Houston Methodist Hospital was the fifth site in the United States to join the clinical trials with remdesivir, and it began enrolling and treating patients in mid-March. Now, these Phase 3 trials will evaluate the effectiveness and safety of remdesivir. Both trials are registered with the federal government’s clinical trial registry.
The patients with moderate illness receive either five or 10 days of remdesivir treatment, while those with severe illness receive 10 days of treatment with the drug.
Quick treatment is critical, said Dr. Kevin Grimes, an infectious diseases physician and co-leader of the trials.
“If given early enough, we’re hoping that remdesivir interferes with the virus and blocks its ability to replicate in patients’ cells,” Grimes said in a Houston Methodist news release. “The goal is that it staves off the deadly inflammatory cascade that leads to respiratory failure and the need to be intubated and put on a ventilator.”
Remdesivir was originally developed to treat Ebola more than a decade ago. It’s known to be generally safe in humans, the researchers said, and is backed by a large body of preclinical research, and a number of studies have shown it stops SARS (severe acute respiratory syndrome) and MERS (Middle East respiratory syndrome), the viral cousins of COVID-19.
And other studies have suggested that it’s effective against the new coronavirus.
A study in China earlier this year showed that remdesivir could block COVID-19 from replicating in human cells, and a case report in the New England Journal of Medicine (NEJM) focused on the man in Washington state who was the first known U.S. COVID-19 patient.
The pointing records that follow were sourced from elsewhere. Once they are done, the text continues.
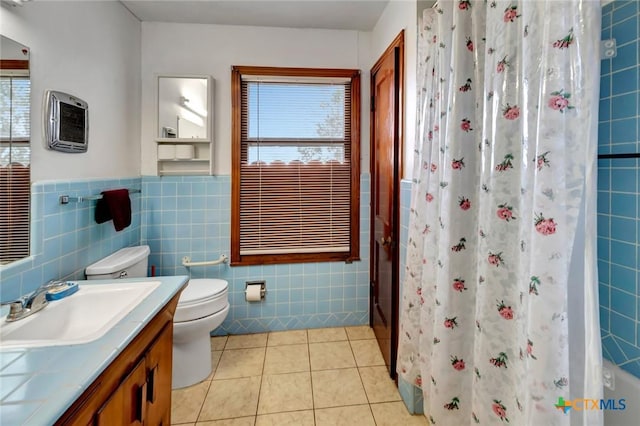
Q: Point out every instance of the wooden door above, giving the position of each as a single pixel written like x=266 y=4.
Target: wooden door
x=386 y=141
x=127 y=405
x=159 y=361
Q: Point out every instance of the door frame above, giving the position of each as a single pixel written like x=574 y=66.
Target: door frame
x=397 y=43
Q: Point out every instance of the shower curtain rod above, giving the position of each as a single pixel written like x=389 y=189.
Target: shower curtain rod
x=627 y=155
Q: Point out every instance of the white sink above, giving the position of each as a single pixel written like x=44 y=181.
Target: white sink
x=80 y=318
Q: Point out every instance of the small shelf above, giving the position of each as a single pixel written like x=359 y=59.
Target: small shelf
x=200 y=164
x=185 y=160
x=192 y=172
x=182 y=141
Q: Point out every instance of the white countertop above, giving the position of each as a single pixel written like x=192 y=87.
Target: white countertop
x=37 y=385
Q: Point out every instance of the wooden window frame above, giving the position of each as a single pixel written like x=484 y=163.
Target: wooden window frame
x=237 y=73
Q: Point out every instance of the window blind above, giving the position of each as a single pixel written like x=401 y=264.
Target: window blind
x=15 y=177
x=296 y=170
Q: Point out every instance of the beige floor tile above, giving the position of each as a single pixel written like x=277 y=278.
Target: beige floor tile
x=335 y=388
x=285 y=392
x=359 y=415
x=286 y=359
x=218 y=342
x=240 y=363
x=378 y=385
x=240 y=421
x=186 y=402
x=326 y=334
x=229 y=399
x=292 y=418
x=292 y=337
x=215 y=360
x=395 y=413
x=360 y=332
x=367 y=353
x=330 y=355
x=244 y=341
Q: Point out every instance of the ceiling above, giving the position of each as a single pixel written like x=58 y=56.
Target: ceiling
x=328 y=14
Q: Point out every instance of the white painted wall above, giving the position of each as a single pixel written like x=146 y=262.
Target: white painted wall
x=213 y=49
x=91 y=50
x=401 y=15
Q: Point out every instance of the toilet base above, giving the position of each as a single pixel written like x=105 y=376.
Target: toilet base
x=192 y=349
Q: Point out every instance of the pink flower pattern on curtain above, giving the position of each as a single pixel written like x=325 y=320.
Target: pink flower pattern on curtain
x=507 y=100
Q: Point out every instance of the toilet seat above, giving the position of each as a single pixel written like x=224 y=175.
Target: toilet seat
x=202 y=297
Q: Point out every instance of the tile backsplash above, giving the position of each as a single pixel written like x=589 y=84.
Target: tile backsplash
x=619 y=189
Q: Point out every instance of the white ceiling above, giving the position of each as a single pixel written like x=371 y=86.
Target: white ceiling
x=329 y=14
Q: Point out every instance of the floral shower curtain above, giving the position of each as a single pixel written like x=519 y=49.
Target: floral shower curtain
x=498 y=316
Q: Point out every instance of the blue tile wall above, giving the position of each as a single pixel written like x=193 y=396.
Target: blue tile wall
x=619 y=189
x=65 y=238
x=190 y=216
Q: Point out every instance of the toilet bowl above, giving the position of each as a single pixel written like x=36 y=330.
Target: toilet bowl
x=203 y=305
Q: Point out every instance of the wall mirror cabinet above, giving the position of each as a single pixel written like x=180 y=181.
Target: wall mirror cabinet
x=184 y=125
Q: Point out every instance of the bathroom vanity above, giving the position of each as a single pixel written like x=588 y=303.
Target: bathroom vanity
x=123 y=377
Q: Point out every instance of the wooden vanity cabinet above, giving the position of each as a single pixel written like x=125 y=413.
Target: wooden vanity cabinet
x=136 y=388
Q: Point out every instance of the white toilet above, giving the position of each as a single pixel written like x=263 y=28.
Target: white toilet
x=202 y=307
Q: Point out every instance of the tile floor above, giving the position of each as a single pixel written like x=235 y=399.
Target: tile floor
x=328 y=376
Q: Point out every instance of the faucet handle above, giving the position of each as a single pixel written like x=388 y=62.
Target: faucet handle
x=16 y=308
x=53 y=283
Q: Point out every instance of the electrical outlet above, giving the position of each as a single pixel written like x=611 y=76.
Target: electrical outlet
x=608 y=378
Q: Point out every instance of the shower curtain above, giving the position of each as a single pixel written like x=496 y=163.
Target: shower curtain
x=498 y=316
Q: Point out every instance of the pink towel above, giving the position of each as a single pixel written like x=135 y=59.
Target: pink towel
x=116 y=205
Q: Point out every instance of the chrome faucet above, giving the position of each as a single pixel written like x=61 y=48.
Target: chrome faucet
x=27 y=305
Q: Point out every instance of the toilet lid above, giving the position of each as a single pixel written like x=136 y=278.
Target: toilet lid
x=199 y=290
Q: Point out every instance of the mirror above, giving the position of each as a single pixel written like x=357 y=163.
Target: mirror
x=15 y=150
x=184 y=105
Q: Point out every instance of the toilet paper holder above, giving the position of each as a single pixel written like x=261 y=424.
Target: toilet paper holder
x=261 y=283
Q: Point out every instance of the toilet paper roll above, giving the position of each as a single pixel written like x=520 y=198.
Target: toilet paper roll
x=252 y=294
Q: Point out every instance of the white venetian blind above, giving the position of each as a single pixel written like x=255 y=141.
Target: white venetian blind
x=295 y=169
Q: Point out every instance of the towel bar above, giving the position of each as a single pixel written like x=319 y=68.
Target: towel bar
x=65 y=199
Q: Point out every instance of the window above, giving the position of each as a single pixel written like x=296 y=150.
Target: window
x=15 y=92
x=295 y=165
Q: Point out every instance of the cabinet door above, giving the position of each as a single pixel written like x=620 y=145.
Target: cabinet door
x=159 y=364
x=127 y=405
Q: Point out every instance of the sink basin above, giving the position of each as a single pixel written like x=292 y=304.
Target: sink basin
x=80 y=318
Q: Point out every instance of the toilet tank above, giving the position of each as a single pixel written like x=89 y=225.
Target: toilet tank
x=129 y=262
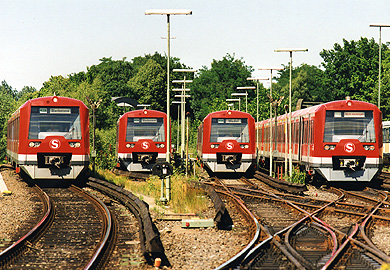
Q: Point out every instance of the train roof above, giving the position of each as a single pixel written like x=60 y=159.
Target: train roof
x=53 y=100
x=332 y=105
x=386 y=124
x=144 y=113
x=230 y=113
x=49 y=101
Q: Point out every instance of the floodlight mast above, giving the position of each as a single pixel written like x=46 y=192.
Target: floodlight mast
x=270 y=116
x=380 y=56
x=290 y=50
x=168 y=13
x=246 y=88
x=257 y=113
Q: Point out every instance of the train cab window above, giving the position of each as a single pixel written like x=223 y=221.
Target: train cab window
x=386 y=137
x=349 y=125
x=55 y=121
x=229 y=129
x=145 y=128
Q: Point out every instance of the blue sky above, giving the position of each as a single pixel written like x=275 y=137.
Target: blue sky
x=43 y=38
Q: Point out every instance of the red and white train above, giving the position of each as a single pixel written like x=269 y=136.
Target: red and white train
x=336 y=141
x=48 y=138
x=226 y=142
x=141 y=140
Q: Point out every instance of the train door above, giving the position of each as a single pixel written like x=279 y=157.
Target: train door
x=300 y=138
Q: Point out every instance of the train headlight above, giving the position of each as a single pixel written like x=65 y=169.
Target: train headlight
x=329 y=147
x=369 y=147
x=74 y=144
x=34 y=144
x=130 y=145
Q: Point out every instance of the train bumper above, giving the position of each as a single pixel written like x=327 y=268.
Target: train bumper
x=211 y=161
x=325 y=167
x=29 y=164
x=126 y=161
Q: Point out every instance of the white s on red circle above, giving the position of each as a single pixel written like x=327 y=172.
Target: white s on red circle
x=349 y=147
x=145 y=145
x=229 y=146
x=55 y=144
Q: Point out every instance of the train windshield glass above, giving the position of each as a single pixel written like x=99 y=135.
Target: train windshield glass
x=55 y=121
x=229 y=129
x=145 y=128
x=349 y=125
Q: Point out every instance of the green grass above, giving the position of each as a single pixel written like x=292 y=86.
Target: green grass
x=184 y=198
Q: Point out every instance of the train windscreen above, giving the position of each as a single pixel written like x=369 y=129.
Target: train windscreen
x=145 y=128
x=229 y=129
x=349 y=125
x=55 y=121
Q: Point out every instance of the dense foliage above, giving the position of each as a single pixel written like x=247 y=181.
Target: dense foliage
x=349 y=69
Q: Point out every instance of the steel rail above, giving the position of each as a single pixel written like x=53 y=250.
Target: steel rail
x=372 y=248
x=10 y=254
x=107 y=230
x=239 y=256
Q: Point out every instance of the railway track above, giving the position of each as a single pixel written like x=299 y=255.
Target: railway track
x=299 y=232
x=74 y=233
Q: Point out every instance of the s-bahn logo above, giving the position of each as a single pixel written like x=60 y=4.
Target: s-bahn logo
x=55 y=144
x=349 y=147
x=145 y=145
x=229 y=146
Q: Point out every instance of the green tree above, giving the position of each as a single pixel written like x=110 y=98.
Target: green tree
x=148 y=85
x=351 y=69
x=306 y=84
x=217 y=84
x=7 y=107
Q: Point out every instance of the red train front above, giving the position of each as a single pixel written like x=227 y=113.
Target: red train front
x=141 y=140
x=226 y=142
x=336 y=141
x=48 y=138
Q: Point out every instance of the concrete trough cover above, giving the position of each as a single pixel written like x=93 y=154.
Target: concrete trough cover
x=197 y=223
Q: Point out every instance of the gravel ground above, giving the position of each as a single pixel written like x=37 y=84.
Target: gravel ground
x=201 y=248
x=186 y=248
x=17 y=208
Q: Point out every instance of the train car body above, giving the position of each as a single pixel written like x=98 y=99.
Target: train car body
x=338 y=141
x=48 y=138
x=141 y=140
x=226 y=142
x=386 y=142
He received remdesivir, made by Gilead Sciences, and he started improving within 24 hours.
The first results from one of Gilead’s compassionate-use trials was published earlier this month in the NEJM. The study showed clinical improvement in two-thirds of patients hospitalized for severe COVID-19 who received the antiviral.
Meanwhile, forthcoming reports from several ongoing clinical trials — including the ones at Houston Methodist — will provide more evidence-based data about the use of remdesivir for treating COVID-19 patients.
Remdesivir is an investigational nucleotide analog with broad-spectrum antiviral activity – it is not approved anywhere globally for any use.
Remdesivir has demonstrated in vitro and in vivo activity in animal models against the viral pathogens MERS and SARS, which are also coronaviruses and are structurally similar to COVID-19. The limited preclinical data on remdesivir in MERS and SARS indicate that remdesivir may have potential activity against COVID-19.
Remdesivir is an experimental medicine that does not have established safety or efficacy for the treatment of any condition.